Safe Bilevel Delegation (SBD): A Formal Framework for Runtime Delegation Safety in Multi-Agent Systems

arXiv cs.AI / 5/1/2026

📰 NewsIdeas & Deep AnalysisModels & Research

Key Points

  • The paper introduces Safe Bilevel Delegation (SBD), a formal runtime framework for making safe delegation decisions in hierarchical multi-agent systems where LLM agents operate in high-stakes settings.
  • SBD models delegation as a bilevel optimization problem, using an outer meta-weight network to learn context-dependent safety–efficiency trade-off weights and an inner loop that enforces a probabilistic safety constraint.
  • A continuous delegation degree parameter (alpha) smoothly interpolates control between full human override and fully autonomous execution based on task context.
  • The authors prove three theoretical results, including safety monotonicity, convergence of the inner optimization via projected gradient descent, and an accountability propagation bound across multi-hop delegation chains.
  • They plan empirical validation across three high-stakes domains (medical AI, financial risk control, and educational supervision) using specified datasets, safety constraint sets, baselines, and evaluation protocols.

Abstract

As large language model (LLM) agents are deployed in high-stakes environments, the question of how safely to delegate subtasks to specialized sub-agents becomes critical.
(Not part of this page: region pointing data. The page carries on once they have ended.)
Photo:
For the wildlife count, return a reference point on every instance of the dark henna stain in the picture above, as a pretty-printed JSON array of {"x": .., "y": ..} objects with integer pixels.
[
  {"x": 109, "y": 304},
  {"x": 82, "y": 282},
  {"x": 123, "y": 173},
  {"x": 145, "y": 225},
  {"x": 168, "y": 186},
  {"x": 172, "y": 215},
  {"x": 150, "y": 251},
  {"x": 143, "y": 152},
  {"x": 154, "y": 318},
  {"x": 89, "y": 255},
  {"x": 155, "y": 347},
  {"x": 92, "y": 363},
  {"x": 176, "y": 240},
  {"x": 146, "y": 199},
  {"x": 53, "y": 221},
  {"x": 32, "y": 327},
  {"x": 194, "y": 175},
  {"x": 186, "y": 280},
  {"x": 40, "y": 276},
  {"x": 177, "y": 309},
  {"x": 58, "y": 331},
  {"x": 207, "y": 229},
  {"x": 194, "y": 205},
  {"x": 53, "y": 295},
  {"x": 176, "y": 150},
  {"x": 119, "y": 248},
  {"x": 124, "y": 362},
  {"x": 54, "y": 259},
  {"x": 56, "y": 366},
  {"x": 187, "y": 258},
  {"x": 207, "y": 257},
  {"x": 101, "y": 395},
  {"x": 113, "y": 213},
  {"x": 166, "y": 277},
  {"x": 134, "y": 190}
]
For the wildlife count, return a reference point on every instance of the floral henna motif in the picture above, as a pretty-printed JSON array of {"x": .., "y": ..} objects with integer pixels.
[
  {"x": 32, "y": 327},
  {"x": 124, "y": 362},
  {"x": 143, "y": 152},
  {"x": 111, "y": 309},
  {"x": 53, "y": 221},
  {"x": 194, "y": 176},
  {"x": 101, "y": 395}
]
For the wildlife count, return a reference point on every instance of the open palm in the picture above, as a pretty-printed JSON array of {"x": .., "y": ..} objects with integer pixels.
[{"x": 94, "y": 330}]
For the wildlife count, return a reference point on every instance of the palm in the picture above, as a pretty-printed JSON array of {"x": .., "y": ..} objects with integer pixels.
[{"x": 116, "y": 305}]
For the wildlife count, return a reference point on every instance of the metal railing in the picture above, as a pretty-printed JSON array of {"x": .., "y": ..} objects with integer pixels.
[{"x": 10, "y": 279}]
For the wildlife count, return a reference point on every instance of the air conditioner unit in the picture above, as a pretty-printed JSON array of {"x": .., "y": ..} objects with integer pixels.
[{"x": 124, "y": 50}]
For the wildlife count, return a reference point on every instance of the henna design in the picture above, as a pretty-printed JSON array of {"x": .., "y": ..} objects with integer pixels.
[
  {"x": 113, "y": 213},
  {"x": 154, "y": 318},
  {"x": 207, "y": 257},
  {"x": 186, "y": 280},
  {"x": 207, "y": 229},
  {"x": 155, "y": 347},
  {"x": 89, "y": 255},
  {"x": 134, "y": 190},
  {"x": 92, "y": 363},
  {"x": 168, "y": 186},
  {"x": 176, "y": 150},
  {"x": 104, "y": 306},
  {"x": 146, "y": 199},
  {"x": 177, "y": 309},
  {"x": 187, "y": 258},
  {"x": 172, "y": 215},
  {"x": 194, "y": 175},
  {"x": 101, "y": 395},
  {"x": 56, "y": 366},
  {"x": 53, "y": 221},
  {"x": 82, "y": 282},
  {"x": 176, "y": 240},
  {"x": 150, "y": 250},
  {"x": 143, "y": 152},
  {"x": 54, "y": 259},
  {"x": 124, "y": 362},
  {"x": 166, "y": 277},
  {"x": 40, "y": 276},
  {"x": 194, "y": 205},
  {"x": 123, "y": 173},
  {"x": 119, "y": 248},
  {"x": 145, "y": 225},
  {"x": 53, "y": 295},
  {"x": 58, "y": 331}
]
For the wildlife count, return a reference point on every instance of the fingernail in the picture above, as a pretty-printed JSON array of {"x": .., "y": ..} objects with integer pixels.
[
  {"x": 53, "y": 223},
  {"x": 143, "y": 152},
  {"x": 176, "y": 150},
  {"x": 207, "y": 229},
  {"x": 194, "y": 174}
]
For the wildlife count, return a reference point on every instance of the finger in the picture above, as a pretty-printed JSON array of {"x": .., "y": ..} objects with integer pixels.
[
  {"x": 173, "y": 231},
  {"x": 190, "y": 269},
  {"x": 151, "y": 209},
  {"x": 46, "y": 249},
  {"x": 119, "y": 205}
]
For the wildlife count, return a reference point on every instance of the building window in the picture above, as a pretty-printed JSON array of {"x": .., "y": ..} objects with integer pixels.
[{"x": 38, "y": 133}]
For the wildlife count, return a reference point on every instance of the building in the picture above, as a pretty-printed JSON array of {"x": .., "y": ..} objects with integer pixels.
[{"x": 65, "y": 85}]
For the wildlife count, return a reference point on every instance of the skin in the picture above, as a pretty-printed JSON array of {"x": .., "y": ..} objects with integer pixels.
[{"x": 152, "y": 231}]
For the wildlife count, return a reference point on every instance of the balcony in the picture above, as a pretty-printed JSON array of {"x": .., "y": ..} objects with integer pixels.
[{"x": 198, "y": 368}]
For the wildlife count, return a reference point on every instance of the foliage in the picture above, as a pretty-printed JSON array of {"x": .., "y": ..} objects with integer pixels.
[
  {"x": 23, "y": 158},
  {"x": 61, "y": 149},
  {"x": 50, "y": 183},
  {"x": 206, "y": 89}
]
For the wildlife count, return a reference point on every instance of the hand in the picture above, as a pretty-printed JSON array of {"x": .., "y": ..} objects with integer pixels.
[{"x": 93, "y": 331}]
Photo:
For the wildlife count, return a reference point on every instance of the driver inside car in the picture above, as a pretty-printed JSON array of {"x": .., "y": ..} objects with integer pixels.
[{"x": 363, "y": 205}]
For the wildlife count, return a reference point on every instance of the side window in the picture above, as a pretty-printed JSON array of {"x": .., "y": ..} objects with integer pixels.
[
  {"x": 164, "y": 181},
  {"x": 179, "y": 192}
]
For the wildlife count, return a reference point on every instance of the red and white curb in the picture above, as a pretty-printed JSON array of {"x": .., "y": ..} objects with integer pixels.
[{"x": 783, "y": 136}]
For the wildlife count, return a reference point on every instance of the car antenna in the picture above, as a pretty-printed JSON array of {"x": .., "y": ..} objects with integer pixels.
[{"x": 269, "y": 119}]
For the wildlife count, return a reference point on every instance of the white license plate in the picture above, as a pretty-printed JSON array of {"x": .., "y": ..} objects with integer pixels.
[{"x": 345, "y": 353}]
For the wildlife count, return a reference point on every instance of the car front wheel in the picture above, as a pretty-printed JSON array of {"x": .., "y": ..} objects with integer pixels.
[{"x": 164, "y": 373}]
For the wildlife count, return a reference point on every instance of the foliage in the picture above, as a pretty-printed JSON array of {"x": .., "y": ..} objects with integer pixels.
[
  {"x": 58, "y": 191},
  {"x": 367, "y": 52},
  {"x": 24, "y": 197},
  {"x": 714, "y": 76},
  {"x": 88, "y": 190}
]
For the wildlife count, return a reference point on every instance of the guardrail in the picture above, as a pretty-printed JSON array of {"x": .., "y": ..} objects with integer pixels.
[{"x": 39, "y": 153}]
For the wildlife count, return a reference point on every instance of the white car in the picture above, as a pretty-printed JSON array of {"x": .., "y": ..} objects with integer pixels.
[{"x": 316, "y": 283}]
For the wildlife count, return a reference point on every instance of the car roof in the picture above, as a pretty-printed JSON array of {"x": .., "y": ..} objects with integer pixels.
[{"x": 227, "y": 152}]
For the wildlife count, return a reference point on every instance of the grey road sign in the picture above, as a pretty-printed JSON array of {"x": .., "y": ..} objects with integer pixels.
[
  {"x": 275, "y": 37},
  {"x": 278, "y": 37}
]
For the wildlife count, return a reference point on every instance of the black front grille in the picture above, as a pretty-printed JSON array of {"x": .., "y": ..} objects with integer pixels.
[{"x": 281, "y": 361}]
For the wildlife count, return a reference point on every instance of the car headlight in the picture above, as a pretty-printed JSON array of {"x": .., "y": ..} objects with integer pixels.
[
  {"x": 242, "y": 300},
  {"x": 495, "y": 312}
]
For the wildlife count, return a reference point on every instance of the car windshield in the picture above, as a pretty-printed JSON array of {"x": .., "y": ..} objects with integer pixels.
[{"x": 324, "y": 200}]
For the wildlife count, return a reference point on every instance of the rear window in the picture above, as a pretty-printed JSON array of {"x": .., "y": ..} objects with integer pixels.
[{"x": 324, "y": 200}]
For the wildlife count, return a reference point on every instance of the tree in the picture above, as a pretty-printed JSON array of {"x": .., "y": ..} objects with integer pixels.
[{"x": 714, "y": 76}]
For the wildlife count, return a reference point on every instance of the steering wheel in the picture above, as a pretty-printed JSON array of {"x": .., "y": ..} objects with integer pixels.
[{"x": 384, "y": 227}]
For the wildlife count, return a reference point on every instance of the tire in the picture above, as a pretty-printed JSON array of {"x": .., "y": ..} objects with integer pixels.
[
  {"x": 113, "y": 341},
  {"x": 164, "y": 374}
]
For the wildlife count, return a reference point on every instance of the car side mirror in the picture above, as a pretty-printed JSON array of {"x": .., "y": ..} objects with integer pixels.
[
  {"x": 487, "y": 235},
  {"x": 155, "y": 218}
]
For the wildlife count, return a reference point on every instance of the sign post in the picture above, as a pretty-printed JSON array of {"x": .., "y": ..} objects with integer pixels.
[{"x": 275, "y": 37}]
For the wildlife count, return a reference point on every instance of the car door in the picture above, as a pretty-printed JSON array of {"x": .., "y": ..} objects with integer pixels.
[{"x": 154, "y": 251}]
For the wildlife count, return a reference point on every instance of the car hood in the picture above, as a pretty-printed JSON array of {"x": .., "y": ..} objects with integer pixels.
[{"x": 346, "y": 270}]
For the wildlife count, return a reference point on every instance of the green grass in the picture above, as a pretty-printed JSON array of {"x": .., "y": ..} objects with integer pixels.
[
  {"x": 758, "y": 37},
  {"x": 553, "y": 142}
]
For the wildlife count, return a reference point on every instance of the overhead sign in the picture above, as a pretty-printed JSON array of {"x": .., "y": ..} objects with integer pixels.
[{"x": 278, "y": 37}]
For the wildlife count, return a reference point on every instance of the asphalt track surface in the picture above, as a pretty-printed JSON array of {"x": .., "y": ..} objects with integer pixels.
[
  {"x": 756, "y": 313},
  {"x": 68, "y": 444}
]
Existing work addresses multi-agent architecture selection at design time or provides broad empirical guidelines, but neither provides a runtime mechanism that dynamically adjusts the safety-efficiency trade-off as task context changes during execution. We propose Safe Bilevel Delegation (SBD), a formal framework for runtime delegation safety in hierarchical multi-agent systems. SBD formulates task delegation as a bilevel optimization problem: an outer meta-weight network phi learns context-dependent safety-efficiency weights lambda(s) in [0,1]; an inner loop optimizes the delegation policy pi subject to a probabilistic safety constraint P(safe) >= 1-delta. The continuous delegation degree alpha in [0, 1] controls how much decision authority is transferred to each sub-agent, interpolating smoothly between full human override (alpha=0) and fully autonomous execution (alpha=1). We establish three theoretical results: (1) Safety Monotonicity--higher outer safety weight produces a weakly safer inner policy; (2) Inner Policy Convergence--projected gradient descent on the inner problem converges linearly under standard smoothness assumptions; (3) an Accountability Propagation bound that distributes responsibility across multi-hop delegation chains with a provable per-agent ceiling. We instantiate SBD in three high-stakes domains--medical AI (MIMIC-III), financial risk control (S and P 500), and educational agent supervision (ASSISTments)--specifying datasets, safety constraint sets, baselines, and evaluation protocols. This manuscript presents the formal framework and theoretical results in full; empirical validation following the protocols described herein is planned and will be reported in a forthcoming revision.